I.2 DA DELIMITAÇÃO DO OBJETO DO RECURSO/DAS QUESTÕES A DECIDIR

Na fase de recurso o que importa é apreciar se a decisão (sentença) proferida deve ser mantida, alterada ou revogada, circunscrevendo-se as questões a apreciar em sede de recurso, à luz das disposições conjugadas dos artigos 144º nº 2, do Código de Processo nos Tribunais Administrativos (CPTA) e dos artigos 5º, 608º nº 2, 635º nºs 4 e 5 e 639º do Código de Processo Civil (CPC) ex vi dos artigos 1º e 140º do CPTA, às que integram o objecto do recurso tal como o mesmo foi delimitado pelo recorrente nas suas alegações, mais concretamente nas suas respetivas conclusões (sem prejuízo das que sejam de conhecimento oficioso) e simultaneamente balizadas pelas questões que haviam já sido submetidas ao Tribunal a quo (vide, neste sentido António Santos Abrantes Geraldes, inRecursos no Novo Código de Processo Civil”, Almedina, 5ª edição, págs. 119 e 156).

No mesmo articulado vêm interpostos dois recursos independentes pela Recorrente /Autora:

i) - um dirigido à decisão prévia à sentença proferida pelo Tribunal a quo de ilegitimidade activa para suscitar o incidente nos termos do artigo 103º-A do CPTA;
ii) – outro dirigido à sentença proferida pelo Tribunal a quo em 25.06.2020, que julgou improcedente a presente acção de contencioso pré-contratual.

Nada obstando à sua apreciação, mostrando-se ambos tempestivamente deduzidos, impõe-se a este Tribunal Central Administrativo Sul que deles se conheça e decida.

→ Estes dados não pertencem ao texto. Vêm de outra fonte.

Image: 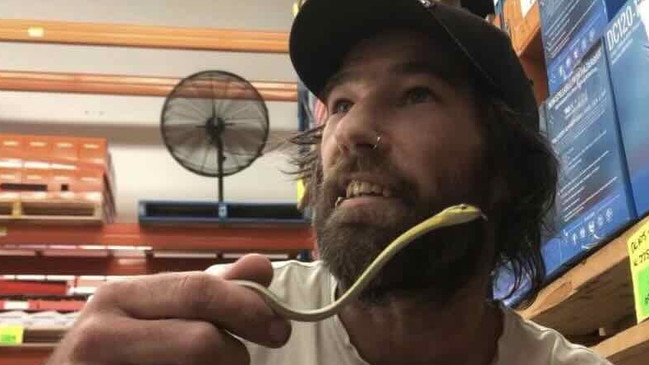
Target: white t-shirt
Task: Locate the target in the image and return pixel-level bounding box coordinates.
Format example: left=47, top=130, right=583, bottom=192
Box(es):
left=208, top=261, right=610, bottom=365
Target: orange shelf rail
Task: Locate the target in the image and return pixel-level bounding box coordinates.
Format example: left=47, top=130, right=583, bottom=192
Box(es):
left=0, top=19, right=288, bottom=53
left=0, top=223, right=314, bottom=252
left=0, top=71, right=297, bottom=101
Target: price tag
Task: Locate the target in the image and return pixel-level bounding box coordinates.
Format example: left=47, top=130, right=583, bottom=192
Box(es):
left=0, top=325, right=25, bottom=345
left=627, top=222, right=649, bottom=323
left=521, top=0, right=536, bottom=18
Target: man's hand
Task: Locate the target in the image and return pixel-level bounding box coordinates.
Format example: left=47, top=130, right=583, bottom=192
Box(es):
left=48, top=255, right=291, bottom=365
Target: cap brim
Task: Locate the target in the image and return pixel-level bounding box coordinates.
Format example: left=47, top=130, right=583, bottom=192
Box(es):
left=289, top=0, right=538, bottom=129
left=289, top=0, right=443, bottom=96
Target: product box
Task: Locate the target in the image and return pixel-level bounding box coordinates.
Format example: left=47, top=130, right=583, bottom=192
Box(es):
left=539, top=0, right=624, bottom=95
left=493, top=102, right=565, bottom=306
left=604, top=0, right=649, bottom=216
left=546, top=42, right=636, bottom=262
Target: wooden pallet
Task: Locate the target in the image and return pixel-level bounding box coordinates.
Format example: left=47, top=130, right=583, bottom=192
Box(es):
left=0, top=197, right=110, bottom=224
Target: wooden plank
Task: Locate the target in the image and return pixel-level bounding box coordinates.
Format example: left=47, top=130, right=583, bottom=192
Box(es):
left=0, top=71, right=297, bottom=101
left=0, top=250, right=298, bottom=276
left=0, top=344, right=55, bottom=365
left=0, top=223, right=314, bottom=252
left=0, top=19, right=288, bottom=53
left=592, top=321, right=649, bottom=365
left=521, top=217, right=649, bottom=336
left=511, top=1, right=544, bottom=59
left=0, top=193, right=106, bottom=224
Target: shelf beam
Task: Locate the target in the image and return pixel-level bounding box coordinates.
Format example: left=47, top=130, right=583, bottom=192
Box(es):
left=0, top=223, right=314, bottom=252
left=0, top=71, right=297, bottom=102
left=521, top=213, right=649, bottom=336
left=0, top=19, right=288, bottom=53
left=0, top=250, right=298, bottom=276
left=592, top=321, right=649, bottom=365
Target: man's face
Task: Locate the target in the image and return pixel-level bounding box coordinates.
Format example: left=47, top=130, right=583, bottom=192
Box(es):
left=314, top=31, right=488, bottom=297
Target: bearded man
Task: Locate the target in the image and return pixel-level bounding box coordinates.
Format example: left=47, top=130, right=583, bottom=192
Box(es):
left=49, top=0, right=607, bottom=365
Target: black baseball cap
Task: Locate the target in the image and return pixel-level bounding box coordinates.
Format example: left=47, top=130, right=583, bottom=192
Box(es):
left=289, top=0, right=538, bottom=130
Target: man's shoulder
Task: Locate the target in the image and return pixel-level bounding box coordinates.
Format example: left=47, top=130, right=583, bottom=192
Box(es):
left=497, top=307, right=610, bottom=365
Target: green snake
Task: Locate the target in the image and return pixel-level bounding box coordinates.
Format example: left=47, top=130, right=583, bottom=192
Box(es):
left=232, top=204, right=487, bottom=322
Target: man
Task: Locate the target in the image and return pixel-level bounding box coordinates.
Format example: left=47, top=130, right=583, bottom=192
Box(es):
left=49, top=0, right=607, bottom=365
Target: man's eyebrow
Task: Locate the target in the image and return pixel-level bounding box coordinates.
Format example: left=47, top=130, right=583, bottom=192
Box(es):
left=390, top=61, right=458, bottom=84
left=321, top=61, right=458, bottom=100
left=320, top=71, right=361, bottom=100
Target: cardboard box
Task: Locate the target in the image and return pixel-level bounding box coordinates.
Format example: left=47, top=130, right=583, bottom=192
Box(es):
left=52, top=137, right=79, bottom=161
left=604, top=0, right=649, bottom=216
left=23, top=136, right=52, bottom=160
left=79, top=138, right=108, bottom=166
left=539, top=0, right=624, bottom=95
left=22, top=168, right=52, bottom=191
left=48, top=169, right=77, bottom=192
left=0, top=134, right=25, bottom=159
left=0, top=167, right=23, bottom=186
left=547, top=42, right=636, bottom=262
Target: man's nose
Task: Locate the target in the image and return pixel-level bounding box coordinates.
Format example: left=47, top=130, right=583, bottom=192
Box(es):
left=335, top=100, right=385, bottom=153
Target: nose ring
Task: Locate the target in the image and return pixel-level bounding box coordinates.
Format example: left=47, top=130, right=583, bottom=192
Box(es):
left=372, top=135, right=381, bottom=150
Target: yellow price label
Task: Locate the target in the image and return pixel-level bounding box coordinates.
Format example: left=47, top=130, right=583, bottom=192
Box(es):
left=0, top=325, right=25, bottom=345
left=627, top=221, right=649, bottom=323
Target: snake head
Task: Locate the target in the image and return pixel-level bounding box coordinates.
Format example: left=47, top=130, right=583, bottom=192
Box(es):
left=438, top=204, right=487, bottom=224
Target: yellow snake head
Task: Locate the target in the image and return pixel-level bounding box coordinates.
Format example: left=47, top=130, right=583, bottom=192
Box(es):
left=433, top=204, right=487, bottom=226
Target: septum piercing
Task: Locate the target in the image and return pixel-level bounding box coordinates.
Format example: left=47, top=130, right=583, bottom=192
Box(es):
left=372, top=134, right=381, bottom=150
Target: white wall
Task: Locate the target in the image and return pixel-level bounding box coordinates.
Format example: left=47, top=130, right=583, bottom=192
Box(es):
left=0, top=0, right=297, bottom=221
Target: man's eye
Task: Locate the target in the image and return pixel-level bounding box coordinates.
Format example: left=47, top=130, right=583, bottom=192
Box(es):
left=331, top=99, right=353, bottom=114
left=404, top=87, right=434, bottom=104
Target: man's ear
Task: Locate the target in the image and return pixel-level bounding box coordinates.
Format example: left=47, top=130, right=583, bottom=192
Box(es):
left=487, top=173, right=515, bottom=209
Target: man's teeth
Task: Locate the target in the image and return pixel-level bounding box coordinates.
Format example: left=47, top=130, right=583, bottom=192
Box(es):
left=346, top=180, right=392, bottom=198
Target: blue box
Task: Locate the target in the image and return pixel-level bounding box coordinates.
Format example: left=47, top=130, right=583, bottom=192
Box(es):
left=605, top=0, right=649, bottom=216
left=547, top=41, right=636, bottom=263
left=539, top=0, right=625, bottom=95
left=493, top=102, right=565, bottom=307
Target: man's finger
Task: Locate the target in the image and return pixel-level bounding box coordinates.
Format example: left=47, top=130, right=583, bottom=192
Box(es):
left=57, top=316, right=250, bottom=365
left=221, top=254, right=273, bottom=286
left=90, top=255, right=290, bottom=347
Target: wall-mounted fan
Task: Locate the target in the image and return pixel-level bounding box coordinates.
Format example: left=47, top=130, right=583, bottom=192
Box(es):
left=160, top=71, right=269, bottom=203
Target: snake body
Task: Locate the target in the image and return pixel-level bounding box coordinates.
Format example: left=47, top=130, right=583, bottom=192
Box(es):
left=232, top=204, right=486, bottom=322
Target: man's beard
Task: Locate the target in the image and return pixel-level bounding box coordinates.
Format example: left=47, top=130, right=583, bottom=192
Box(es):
left=314, top=151, right=484, bottom=305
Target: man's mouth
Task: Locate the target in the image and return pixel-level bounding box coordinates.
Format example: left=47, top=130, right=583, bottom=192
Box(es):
left=335, top=180, right=392, bottom=207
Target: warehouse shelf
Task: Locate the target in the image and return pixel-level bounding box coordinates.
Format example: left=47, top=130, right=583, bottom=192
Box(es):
left=0, top=19, right=288, bottom=53
left=0, top=70, right=297, bottom=101
left=0, top=344, right=55, bottom=365
left=521, top=213, right=649, bottom=336
left=0, top=223, right=313, bottom=252
left=593, top=321, right=649, bottom=365
left=0, top=247, right=308, bottom=276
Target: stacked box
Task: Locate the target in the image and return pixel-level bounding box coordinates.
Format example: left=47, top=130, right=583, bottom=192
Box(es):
left=539, top=0, right=624, bottom=95
left=0, top=134, right=115, bottom=221
left=547, top=42, right=636, bottom=261
left=605, top=0, right=649, bottom=216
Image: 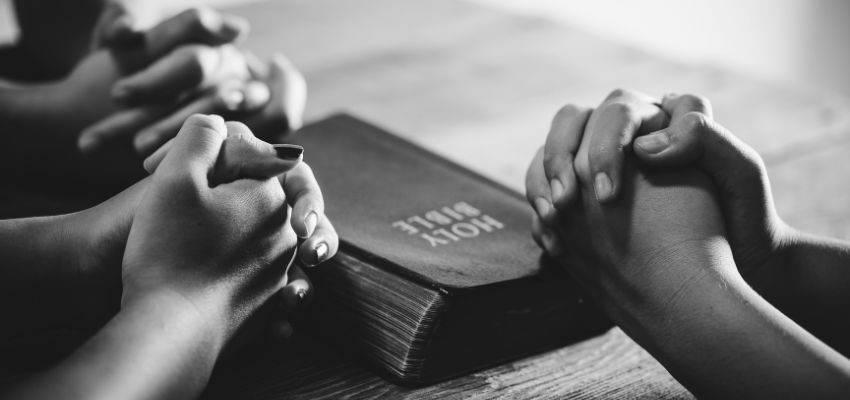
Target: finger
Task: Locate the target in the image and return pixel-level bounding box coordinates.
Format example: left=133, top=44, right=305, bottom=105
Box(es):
left=77, top=104, right=171, bottom=154
left=298, top=214, right=339, bottom=267
left=145, top=7, right=249, bottom=61
left=634, top=112, right=763, bottom=186
left=531, top=209, right=563, bottom=258
left=531, top=214, right=543, bottom=249
left=543, top=105, right=592, bottom=209
left=133, top=83, right=262, bottom=154
left=246, top=54, right=307, bottom=137
left=281, top=162, right=325, bottom=238
left=92, top=2, right=145, bottom=49
left=242, top=49, right=269, bottom=79
left=525, top=147, right=556, bottom=225
left=213, top=121, right=304, bottom=184
left=268, top=319, right=295, bottom=349
left=584, top=90, right=667, bottom=203
left=112, top=45, right=249, bottom=104
left=634, top=112, right=778, bottom=234
left=277, top=266, right=313, bottom=318
left=157, top=114, right=227, bottom=175
left=661, top=93, right=714, bottom=121
left=142, top=138, right=174, bottom=175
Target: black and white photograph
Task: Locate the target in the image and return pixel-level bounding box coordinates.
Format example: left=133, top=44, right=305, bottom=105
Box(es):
left=0, top=0, right=850, bottom=400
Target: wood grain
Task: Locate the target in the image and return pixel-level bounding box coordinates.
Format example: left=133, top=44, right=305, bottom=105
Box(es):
left=0, top=0, right=850, bottom=399
left=200, top=0, right=850, bottom=399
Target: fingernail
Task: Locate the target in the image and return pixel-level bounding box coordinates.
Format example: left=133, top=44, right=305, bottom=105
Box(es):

Em face dos termos em que foram formuladas as respectivas conclusões de recurso, as questões essenciais a decidir são as seguintes, a conhecer pela seguinte ordem de precedência lógica:

A) quanto ao recurso dirigido ao incidente nos termos do artigo 103º-A do CPTA, importa resolver do acerto quanto à (i)legitimidade da Autora para suscitar tal incidente;

B) quanto ao recurso dirigido à sentença que julgou improcedente a acção, as questões essenciais a decidir são:

- da modificação da matéria de facto (por erro);
- do erro de julgamento de direito por errada interpretação do disposto nos artigos 57º e 70º, nº 2, alínea f) do Código dos Contratos Públicos (CCP) e do art. 54º da Lei nº 96/2015, de 17/08, em virtude de a Proposta da Contra-interessada não ter cumprindo com os formalismos legalmente impostos, por falta de assinaturas nos documentos enviados, sendo, por isso, de excluir a proposta apresentada.
- em função da resolução das questões antecedentes, conhecer do pedido condenatório.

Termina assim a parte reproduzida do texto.